Agli atti anche decine di fotografie e video che immortalano una situazione drammatica e di cui la Prefettura pare non essersi accorta. Dal cibo scaduto o con dentro i vermi, all’assenza di medicinali, fino alla sporcizia dei locali, spesso invasi da topi e piccioni. E poi il personale medico. Pressoché assente e quando presente, viene testimoniato, aveva modi definiti “razzisti”. Due in particolare vengono descritti così da alcuni operatori: “Erano due veri e propri razzisti. Durante le visite mandavano a fare in culo gli internati, gli dicevano “meglio che muori, torna al tuo paese”, oppure “devi tornare nella giungla”, li chiamavano “animali”. Io spesso mi fermavo nei corridoi per cercare di parlare con gli internati, di rendere meno tesa la situazione; addirittura mi chiamavano zia e per questo venivo ripresa dai medici, mi dicevano che non dovevo dare troppa confidenza e che erano animali”. Gli stessi medici che prescrivevano psicofarmaci: “Rivotril. Alcune volte venivano somministrati ad alcuni pazienti 100 gocce, io sono arrivata a diluire la boccetta con l’acqua per evitare effetti collaterali negativi”.

Insomma l’inchiesta della Procura di Milano disegna un quadro impensabile eppure, denuncia in una nota il Naga, “La Prefettura conosceva da tempo le condizioni formali e materiali di gestione del Cpr e questo non ha impedito di autorizzare il rinnovo come se nulla fosse”. Le testimonianze si susseguono, un altro operatore: “Disastrosa invece la situazione dove stavano i detenuti: erano posti pieni di piccioni, nutriti dagli stessi trattenuti e, com’è noto, i piccioni portano malattie. Vi era spazzatura ovunque, le stanze erano lorde, piene di mozziconi, le lenzuola erano sporche, fatte di tessuto non tessuto e non venivano ovviamente cambiate tutti i giorni. Anche i bagni erano in una situazione vergognosa: vi era un unico lavabo incrostato di schifo”. E poi ci sono gli audio registrati. In uno si ascolta: “Ma questo mangiare, tu lo mangi ? Se lo dai ad un cane lo butta via! Siamo animali! Vedi anche qua uno ha vomitato! Appena che ha mangiato vedi cos’ha vomitato!?”. In un messaggio poi un migrante scrive: “Voglio morire”. E di nuovo: “Neanche i cani vivono così”. Un altro urla: “Qualcuno si è impiccato”.

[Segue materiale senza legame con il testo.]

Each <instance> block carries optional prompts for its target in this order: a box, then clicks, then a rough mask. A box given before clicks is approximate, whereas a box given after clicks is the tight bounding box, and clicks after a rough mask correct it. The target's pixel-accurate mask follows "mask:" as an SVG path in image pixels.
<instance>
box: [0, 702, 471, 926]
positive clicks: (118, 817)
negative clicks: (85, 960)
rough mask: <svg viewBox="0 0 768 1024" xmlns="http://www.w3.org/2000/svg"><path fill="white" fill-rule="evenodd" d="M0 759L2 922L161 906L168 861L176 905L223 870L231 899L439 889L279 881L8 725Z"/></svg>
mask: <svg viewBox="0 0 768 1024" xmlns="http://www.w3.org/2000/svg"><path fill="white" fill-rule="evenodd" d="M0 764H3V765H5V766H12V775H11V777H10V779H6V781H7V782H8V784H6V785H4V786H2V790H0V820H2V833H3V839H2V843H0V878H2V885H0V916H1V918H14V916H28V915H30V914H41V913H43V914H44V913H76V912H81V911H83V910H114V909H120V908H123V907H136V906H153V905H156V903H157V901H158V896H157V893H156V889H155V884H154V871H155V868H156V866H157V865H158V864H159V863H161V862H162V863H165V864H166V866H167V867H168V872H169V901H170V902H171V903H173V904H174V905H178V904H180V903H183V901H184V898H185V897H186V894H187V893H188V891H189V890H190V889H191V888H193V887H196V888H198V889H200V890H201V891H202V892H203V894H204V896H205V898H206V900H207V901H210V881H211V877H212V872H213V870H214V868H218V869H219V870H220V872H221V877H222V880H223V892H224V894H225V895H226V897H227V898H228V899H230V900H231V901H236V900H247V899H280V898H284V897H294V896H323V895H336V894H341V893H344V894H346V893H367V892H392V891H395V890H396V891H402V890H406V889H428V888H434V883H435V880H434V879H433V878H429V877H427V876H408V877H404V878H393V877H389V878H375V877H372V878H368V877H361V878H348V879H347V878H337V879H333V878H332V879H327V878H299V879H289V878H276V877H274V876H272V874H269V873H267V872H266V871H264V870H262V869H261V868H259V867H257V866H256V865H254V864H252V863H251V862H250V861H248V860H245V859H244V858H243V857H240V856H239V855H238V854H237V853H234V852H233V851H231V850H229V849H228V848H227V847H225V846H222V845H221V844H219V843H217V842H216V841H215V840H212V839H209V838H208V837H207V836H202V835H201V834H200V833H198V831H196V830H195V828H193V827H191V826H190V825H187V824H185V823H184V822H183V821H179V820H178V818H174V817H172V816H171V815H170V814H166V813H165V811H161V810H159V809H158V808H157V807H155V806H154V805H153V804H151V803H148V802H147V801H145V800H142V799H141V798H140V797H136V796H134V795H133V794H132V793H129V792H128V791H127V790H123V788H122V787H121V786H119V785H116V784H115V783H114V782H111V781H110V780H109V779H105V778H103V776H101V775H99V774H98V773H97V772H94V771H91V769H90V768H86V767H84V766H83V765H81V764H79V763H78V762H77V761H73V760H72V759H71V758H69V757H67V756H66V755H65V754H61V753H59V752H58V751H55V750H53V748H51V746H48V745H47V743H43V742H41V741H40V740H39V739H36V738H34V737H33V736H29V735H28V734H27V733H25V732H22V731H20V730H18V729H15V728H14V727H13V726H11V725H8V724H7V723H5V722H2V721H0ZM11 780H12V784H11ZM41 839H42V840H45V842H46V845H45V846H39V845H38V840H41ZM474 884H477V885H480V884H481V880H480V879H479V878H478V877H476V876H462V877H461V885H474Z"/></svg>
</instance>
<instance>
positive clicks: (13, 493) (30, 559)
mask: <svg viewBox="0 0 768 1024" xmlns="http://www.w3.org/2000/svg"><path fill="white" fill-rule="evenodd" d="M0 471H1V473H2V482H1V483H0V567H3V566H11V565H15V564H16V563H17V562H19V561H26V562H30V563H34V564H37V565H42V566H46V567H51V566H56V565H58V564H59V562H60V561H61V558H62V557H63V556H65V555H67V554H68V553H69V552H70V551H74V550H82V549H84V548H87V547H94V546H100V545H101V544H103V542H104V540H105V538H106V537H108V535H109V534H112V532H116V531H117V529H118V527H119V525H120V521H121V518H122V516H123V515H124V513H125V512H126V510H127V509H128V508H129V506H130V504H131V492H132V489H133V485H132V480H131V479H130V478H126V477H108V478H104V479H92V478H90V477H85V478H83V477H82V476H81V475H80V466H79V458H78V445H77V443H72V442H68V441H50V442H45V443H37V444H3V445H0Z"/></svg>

Decine le foto, poi, che ritraggono migranti gettati per terra, altri che vagano per il centro come zombie, altri ancora che si feriscono per poter essere ricoverati in ospedale. In un altro caso un malato oncologico terminale, dopo un ricovero nell’ottobre 2022 viene riportato nel Cpr e, si legge nel documento della Procura, “solo da lì è stato liberato, portato a braccia fuori dal portone e scaricato come un peso morto, perché da solo non ce la faceva a camminare, e ha dovuto strisciare in terra per centinaia di metri, fino a un bar, dove ha potuto chiamare un’ambulanza per essere, finalmente, curato. Il rilascio era avvenuto non appena il suo avvocato aveva richiesto la cartella clinica, che peraltro non gli è stata inviata”. Gli esempi sono decine. Ora il decreto passerà al vaglio di un gip e se sarà convalidato verrà nominato un amministratore giudiziario.